3C-PKM

E-Mail:  raatz@match.uni-hannover.de
Team:  Gunnar Borchert
Year:  2012
Funding:  DFG
Is Finished:  yes

The intention of this knowledge transfer project arose from the CRC 562. Some of the developed methods and approaches of the project field Design and Modeling (projects A1 and A2 of the CRC 562) were seized and applied to the work of this project. The research addresses the flexible automation in assembly of computer, communication and consumer electronics (3C). Applying non-flexible automation is not economical for many companies in this field of application, due to increasingly shorter life cycles, changing product designs and lower quantities of the products. In contrast, flexible production systems inhere the disadvantageous amount of investment so that even nowadays many operation steps are carried out manually. However, novel technologies in robotics and the optimization of production systems reveal the opportunity to counteract this situation.

In light of this situation, the project deals with the investigation of prospects for a lean and cost efficient automation of assembly processes for manufacturing 3C products. To this end, the work aims at the development of methods for the functional extension of an existing industrial robot (basic robot structure: BRS) so that potential deficiencies of the robot respective the requirements of 3C assembly operations are governed out. Besides, the extension/additional mechanism (additional structure: ASK) should be a module that can be attached to the BRS. This emphasizes the flexibility of the entire production system. It allows adapting the production device to the requirements of changing tasks. Moreover, the BRS should be based on a parallel kinematic structure where its fundamental design remains unchanged. This enables to make use of beneficial characteristics of parallel robots, such as high acceleration, accuracy or payload on the one hand, and wide past experiences of existing devices on the other hand.

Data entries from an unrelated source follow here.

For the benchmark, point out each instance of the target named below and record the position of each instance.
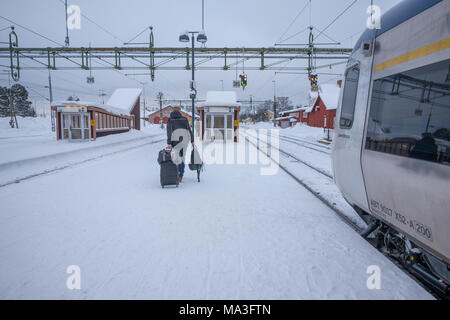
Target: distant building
(269, 114)
(80, 120)
(322, 112)
(155, 117)
(289, 118)
(219, 116)
(128, 100)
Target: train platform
(235, 235)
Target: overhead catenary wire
(135, 37)
(335, 19)
(97, 25)
(293, 21)
(33, 32)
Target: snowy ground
(235, 235)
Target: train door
(349, 130)
(406, 156)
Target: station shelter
(84, 121)
(219, 116)
(155, 117)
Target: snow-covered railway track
(329, 203)
(321, 171)
(307, 144)
(306, 185)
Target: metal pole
(50, 87)
(67, 28)
(193, 78)
(274, 104)
(161, 121)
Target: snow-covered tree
(22, 107)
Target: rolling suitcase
(169, 170)
(196, 163)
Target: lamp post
(274, 104)
(201, 37)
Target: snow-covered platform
(235, 235)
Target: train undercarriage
(430, 270)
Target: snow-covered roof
(330, 95)
(284, 118)
(309, 109)
(74, 103)
(220, 99)
(124, 98)
(293, 110)
(113, 109)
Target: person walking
(178, 122)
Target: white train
(391, 151)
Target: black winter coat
(177, 121)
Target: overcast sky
(230, 23)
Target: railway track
(307, 144)
(338, 212)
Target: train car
(391, 152)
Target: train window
(410, 114)
(349, 97)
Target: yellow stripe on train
(415, 54)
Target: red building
(155, 117)
(129, 101)
(78, 120)
(290, 117)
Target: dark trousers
(181, 166)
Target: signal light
(313, 79)
(243, 80)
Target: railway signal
(243, 80)
(313, 79)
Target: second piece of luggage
(169, 170)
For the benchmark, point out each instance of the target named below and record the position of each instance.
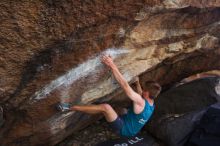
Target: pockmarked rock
(50, 53)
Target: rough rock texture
(176, 111)
(50, 53)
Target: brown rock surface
(50, 53)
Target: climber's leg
(105, 109)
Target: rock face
(50, 53)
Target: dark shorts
(117, 125)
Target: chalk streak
(76, 73)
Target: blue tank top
(134, 122)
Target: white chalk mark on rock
(82, 70)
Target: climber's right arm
(135, 97)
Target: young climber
(130, 123)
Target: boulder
(179, 109)
(50, 53)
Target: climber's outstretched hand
(107, 60)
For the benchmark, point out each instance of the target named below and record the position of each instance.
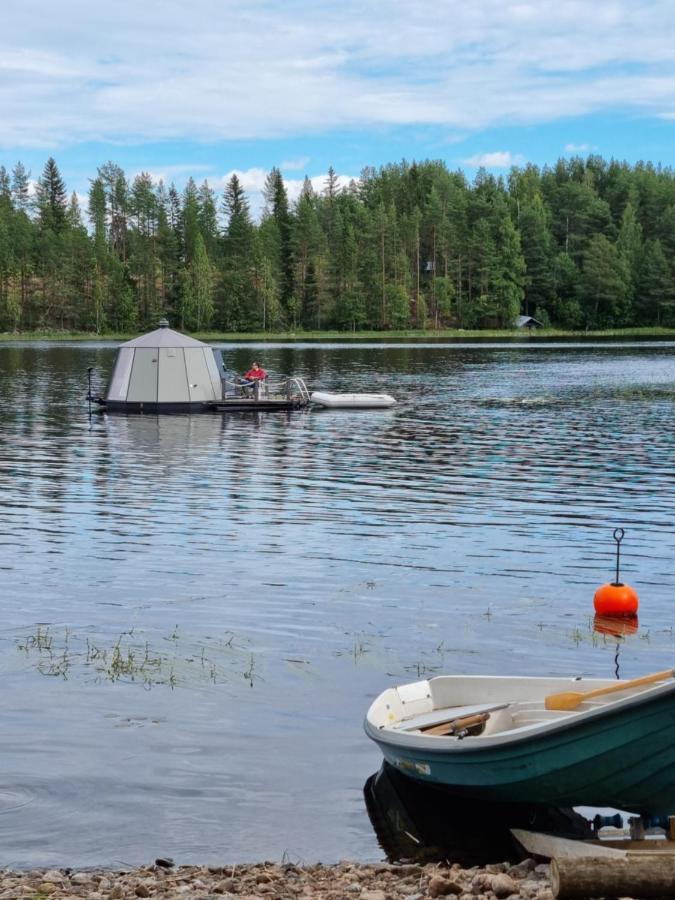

Since the characteristics of assembly processes have significant effects on the required functionality of the production device, methods are needed for designing suitable extension mechanisms, respectively to identify their kinematic structures and to decide in favor of a beneficial overall design. The key issues of the project are:

  • Deduction of general system requirements.
  • Development of a method for analyzing different industrial robots to reveal the level of compliance and thus their individual deficiencies with respect to the requirements.
  • Conception and systematization of extension mechanisms which can be attached to a BRS so that the entire robot system is able to fulfil the requirements.
    • Development of a task-oriented decision analysis method, since different design concepts and features of the entire robot system will emerge, such as the kinematic structure or the location of system components. For this purpose, evaluation criteria were defined and described to compare the concepts with each other.
    • Development of a method to optimize the dynamic performance of the structural extension and thus its impact on the BRS.
  • Evaluation of the entire robot system (BRS and extension mechanism) with respect to the requirements.